Мы провели с Петром Матвеевичем в беседах череду вечеров и именно от него я впервые узнал, что в период массового заселения и обживания ставропольских земель в 18-19 веках у большинства мужской части первых поселенцев, особенно молодых, здоровых хлопцев, основу которых составляли потомки казаков Запорожской Сечи, появилась важнейшая житейская проблема: выбор оседлого образа жизни предполагал необходимость обзаведения семьёй, а невест-то, практически, не хватало. Выход
Пётр Матвеевич был очень интересным собеседником, мне даже казалось, что он почему-то обязательно должен писать стихи.

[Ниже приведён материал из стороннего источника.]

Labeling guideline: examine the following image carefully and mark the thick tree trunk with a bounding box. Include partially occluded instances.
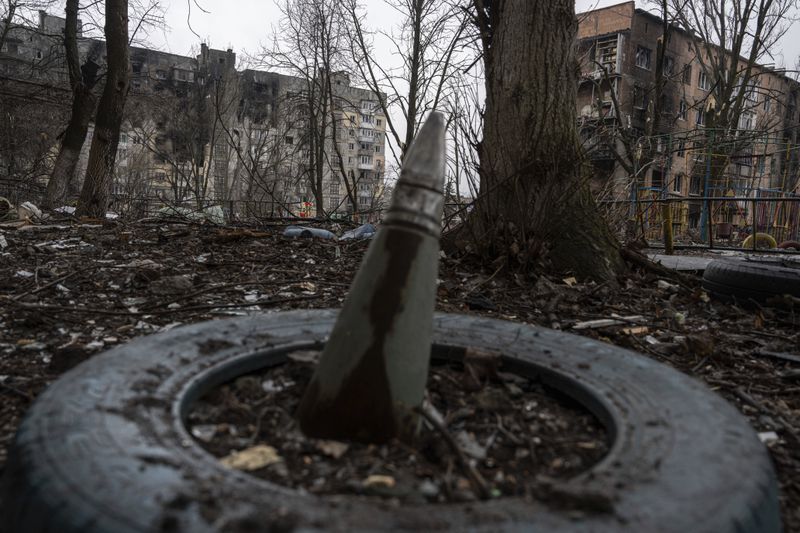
[44,0,98,209]
[470,0,624,280]
[77,0,129,218]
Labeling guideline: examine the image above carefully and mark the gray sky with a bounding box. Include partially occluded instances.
[151,0,800,74]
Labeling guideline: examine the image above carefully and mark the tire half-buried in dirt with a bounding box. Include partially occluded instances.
[0,311,781,533]
[703,256,800,303]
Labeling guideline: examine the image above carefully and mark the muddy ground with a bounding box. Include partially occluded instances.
[0,219,800,532]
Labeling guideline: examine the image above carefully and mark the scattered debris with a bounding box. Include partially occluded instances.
[283,226,336,241]
[317,440,350,459]
[362,474,397,489]
[17,202,42,220]
[758,431,778,445]
[572,314,644,330]
[220,444,283,472]
[339,224,376,241]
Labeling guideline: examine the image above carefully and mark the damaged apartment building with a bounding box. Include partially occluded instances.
[0,12,386,220]
[577,2,800,237]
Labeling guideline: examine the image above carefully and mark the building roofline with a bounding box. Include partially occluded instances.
[576,0,636,16]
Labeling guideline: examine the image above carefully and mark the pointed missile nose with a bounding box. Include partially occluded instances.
[384,111,446,238]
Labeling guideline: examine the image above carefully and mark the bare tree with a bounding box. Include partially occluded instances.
[469,0,623,282]
[263,0,358,215]
[76,0,130,218]
[44,0,100,208]
[343,0,469,165]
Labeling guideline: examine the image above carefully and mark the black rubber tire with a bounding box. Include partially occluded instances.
[703,256,800,303]
[0,311,781,533]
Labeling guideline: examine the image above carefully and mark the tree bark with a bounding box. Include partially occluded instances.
[470,0,624,281]
[76,0,130,218]
[44,0,98,209]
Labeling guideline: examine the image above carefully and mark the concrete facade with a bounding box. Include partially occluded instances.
[577,1,800,240]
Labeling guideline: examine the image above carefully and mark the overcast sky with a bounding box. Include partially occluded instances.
[150,0,800,72]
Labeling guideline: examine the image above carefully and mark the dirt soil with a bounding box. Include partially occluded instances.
[0,216,800,532]
[188,358,608,503]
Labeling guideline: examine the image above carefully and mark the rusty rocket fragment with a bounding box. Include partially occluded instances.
[297,112,445,443]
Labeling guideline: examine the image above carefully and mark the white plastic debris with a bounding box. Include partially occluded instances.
[657,279,678,292]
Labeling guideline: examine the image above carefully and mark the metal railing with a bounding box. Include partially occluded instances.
[601,193,800,250]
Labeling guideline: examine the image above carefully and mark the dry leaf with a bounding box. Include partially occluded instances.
[364,475,395,489]
[220,444,283,471]
[317,440,350,459]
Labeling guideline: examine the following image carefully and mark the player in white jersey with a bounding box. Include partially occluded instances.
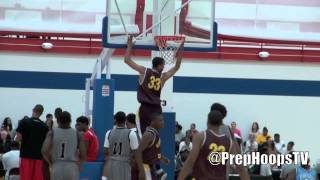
[42,111,86,180]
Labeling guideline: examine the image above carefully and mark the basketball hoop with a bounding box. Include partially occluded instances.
[154,35,185,64]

Практика моя закончилась, я защитился и по распределению попал в э...Нск, но отношения наши не прервались. Мы переписывались, по мере возможности я приезжал к Петру Марковичу и Екатерине Лукьяновне в гости и вот в один из таких приездов, а случилось это незадолго перед войной в Чечне, он подошёл к книжной полке, достал оттуда общую тетрадь в синей обложке и начал читать:
Сидим. Молчим. Пробило семь.
По комнате лишь сумрак бродит.
Уходит женщина совсем.
Я не держу, пускай уходит.
Как медленно она встаёт,
Как медленно шагает к двери...
Мне поначалу подумалось, что я, наконец-то, дождался. У меня даже перехватило дыхание от предчувствия. Но оказалось, я ошибался.

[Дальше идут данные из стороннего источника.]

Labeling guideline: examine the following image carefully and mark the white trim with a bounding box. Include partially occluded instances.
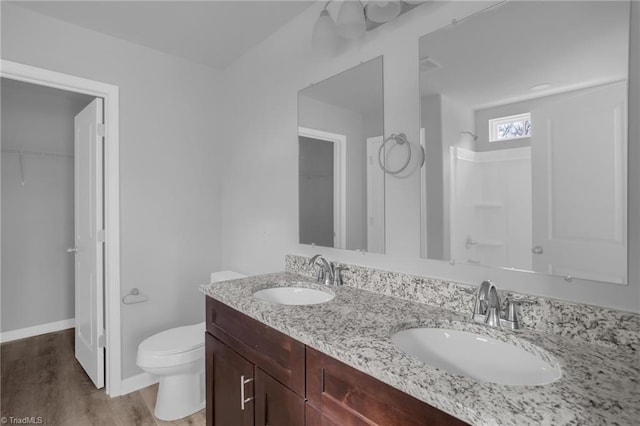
[298,127,347,249]
[0,59,122,396]
[120,372,160,395]
[420,127,429,259]
[0,318,76,343]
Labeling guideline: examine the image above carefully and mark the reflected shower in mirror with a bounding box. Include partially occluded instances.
[298,57,384,253]
[419,1,637,284]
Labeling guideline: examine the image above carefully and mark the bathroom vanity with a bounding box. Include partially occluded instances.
[202,266,640,426]
[206,297,466,426]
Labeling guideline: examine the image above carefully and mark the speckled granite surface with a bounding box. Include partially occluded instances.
[285,255,640,350]
[202,272,640,426]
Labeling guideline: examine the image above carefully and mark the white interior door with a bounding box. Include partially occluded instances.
[367,136,385,253]
[73,98,104,388]
[531,82,627,283]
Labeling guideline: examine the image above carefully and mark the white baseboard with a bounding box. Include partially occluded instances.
[0,318,76,343]
[120,373,160,395]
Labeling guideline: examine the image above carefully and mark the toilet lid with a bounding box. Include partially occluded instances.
[138,323,204,355]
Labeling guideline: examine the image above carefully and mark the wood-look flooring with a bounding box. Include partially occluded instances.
[0,329,206,426]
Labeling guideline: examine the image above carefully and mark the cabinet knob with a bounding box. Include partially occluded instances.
[240,375,254,411]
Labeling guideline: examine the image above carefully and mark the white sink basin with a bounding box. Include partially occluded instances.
[253,287,335,305]
[391,328,561,385]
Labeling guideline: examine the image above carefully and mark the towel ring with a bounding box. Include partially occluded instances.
[378,133,411,175]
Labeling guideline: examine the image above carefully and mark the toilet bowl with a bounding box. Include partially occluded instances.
[136,322,205,420]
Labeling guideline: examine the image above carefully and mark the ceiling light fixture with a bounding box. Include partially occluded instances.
[365,0,402,24]
[311,0,423,51]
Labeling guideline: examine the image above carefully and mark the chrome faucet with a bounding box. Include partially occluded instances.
[309,254,347,285]
[471,280,536,330]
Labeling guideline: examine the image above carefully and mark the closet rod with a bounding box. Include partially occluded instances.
[2,149,73,157]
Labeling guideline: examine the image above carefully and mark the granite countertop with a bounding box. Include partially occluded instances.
[202,272,640,426]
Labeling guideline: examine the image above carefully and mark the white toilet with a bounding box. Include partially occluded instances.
[136,271,246,421]
[136,322,205,420]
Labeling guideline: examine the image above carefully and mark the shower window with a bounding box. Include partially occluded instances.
[489,112,531,142]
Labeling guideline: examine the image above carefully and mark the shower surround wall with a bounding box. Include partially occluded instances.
[0,79,92,333]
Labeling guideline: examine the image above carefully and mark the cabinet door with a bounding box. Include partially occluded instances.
[206,334,254,426]
[256,368,304,426]
[307,347,466,426]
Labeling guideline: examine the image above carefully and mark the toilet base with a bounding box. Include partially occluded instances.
[153,371,205,421]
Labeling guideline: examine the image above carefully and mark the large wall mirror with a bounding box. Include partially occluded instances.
[419,1,637,284]
[298,57,385,253]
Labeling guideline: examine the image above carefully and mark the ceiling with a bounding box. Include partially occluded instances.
[12,0,313,70]
[300,56,383,115]
[420,1,629,109]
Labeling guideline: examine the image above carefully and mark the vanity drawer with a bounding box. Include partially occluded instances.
[206,297,305,397]
[306,347,467,426]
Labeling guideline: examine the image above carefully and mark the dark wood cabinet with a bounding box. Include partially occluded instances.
[206,298,305,426]
[206,297,466,426]
[306,347,466,426]
[255,368,305,426]
[206,334,255,426]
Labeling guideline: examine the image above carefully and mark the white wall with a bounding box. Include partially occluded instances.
[222,2,640,310]
[2,2,225,378]
[0,79,93,332]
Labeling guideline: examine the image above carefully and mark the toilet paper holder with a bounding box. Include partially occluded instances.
[122,288,149,305]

– Эту поэму, а называется она ''Продолженье моё'', написал Гарольд эль Регистан, - начал рассказывать Пётр Маркович.
– Она настолько мне понравилась, что я переписал её из журнала '' Молодая гвардия'', а со временем выучил наизусть. Ты помнишь учебник ''Родная речь'', по которому учился в четвёртом классе?
– неожиданно спросил он.
'' Регистан и школьный учебник, какая тут может быть взаимосвязь?'' - подумал я тогда, но тут же на ум пришло: на обложке - репродукция картины И.Шишкова ''Рожь'' и я кивнул.
– А начинался учебник с гимна Советского Союза?

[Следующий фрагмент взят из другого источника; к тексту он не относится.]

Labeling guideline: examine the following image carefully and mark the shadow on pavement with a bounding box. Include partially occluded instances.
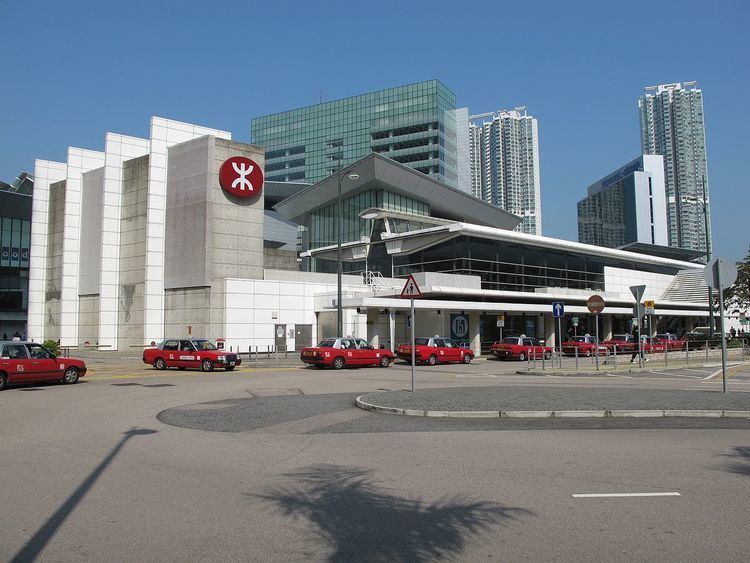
[11,428,158,563]
[724,446,750,477]
[256,464,532,562]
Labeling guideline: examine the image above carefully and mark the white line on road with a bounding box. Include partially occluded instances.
[573,491,680,498]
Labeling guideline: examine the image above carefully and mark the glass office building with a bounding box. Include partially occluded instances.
[251,80,459,186]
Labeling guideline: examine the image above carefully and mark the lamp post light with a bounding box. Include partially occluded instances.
[336,159,359,336]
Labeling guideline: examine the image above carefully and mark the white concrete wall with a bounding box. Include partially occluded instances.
[78,168,104,296]
[28,160,67,342]
[144,117,232,341]
[223,278,367,351]
[604,266,674,307]
[60,147,104,346]
[99,133,150,350]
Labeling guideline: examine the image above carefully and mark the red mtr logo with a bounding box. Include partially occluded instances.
[219,156,263,197]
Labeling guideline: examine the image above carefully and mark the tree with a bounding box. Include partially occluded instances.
[724,247,750,311]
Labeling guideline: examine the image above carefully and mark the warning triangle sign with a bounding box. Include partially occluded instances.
[401,274,422,298]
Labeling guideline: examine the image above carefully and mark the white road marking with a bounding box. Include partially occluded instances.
[573,491,680,498]
[649,371,701,379]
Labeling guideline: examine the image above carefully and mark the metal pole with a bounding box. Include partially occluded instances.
[631,310,643,368]
[703,176,721,338]
[594,313,599,370]
[716,264,727,393]
[411,297,417,393]
[336,165,344,336]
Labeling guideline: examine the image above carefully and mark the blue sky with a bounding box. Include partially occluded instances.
[0,0,750,259]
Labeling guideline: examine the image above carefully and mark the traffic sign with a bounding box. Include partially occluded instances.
[586,295,604,315]
[703,258,737,289]
[552,301,565,319]
[630,285,646,303]
[401,274,422,299]
[643,299,655,315]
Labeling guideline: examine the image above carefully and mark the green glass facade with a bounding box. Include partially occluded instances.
[250,80,458,185]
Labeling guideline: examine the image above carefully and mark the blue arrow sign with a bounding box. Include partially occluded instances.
[552,301,565,318]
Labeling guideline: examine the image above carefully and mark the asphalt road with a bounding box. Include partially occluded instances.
[0,360,750,561]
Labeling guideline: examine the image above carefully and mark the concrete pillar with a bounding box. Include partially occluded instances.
[388,309,396,352]
[544,313,557,348]
[469,311,482,356]
[367,307,380,348]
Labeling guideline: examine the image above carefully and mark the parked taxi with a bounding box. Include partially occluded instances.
[300,337,395,369]
[562,334,609,357]
[143,338,242,371]
[396,336,474,366]
[0,341,86,390]
[492,340,552,361]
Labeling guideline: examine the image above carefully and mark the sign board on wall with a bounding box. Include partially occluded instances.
[451,314,469,341]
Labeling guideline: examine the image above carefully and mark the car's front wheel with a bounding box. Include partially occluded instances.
[63,367,79,385]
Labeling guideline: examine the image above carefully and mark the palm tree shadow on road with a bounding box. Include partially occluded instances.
[256,464,532,562]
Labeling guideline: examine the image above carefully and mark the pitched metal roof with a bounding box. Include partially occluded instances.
[274,153,521,230]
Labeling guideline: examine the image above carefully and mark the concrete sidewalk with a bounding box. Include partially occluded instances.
[356,386,750,418]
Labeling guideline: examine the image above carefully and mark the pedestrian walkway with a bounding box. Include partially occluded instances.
[356,386,750,418]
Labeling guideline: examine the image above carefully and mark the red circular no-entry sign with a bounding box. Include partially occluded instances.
[586,295,604,315]
[219,156,263,197]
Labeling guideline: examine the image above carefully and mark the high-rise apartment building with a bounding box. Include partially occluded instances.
[578,155,667,248]
[469,107,542,235]
[638,82,711,253]
[251,80,468,190]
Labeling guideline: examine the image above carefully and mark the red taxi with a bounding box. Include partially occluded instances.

– раздумчиво произнёс Пётр Маркович, - И было тогда у гимна два автора, Михалков и Регистан.
– Вы хотите сказать, что это тот самый Регистан? (И вспомнилось, что уже в старших классах, я поинтересовался у нашего историка о странном превращении с гимном. Алексей Иванович Агаев, историк, работал, кроме того и директором школы. Невысокого росточка, удивительно подвижный и энергичный, простой в общении человек, с необычно начёсанным хохолком светлых волос, с слегка начинающими седеть висками, он, всеобщий любимец всех без исключения старшеклассников, с хитроватой усмешкой посмотрел на меня и похлопал по плечу, что могло означать только одно: не на все вопросы, которые тебя интересуют, я могу дать однозначный ответ.)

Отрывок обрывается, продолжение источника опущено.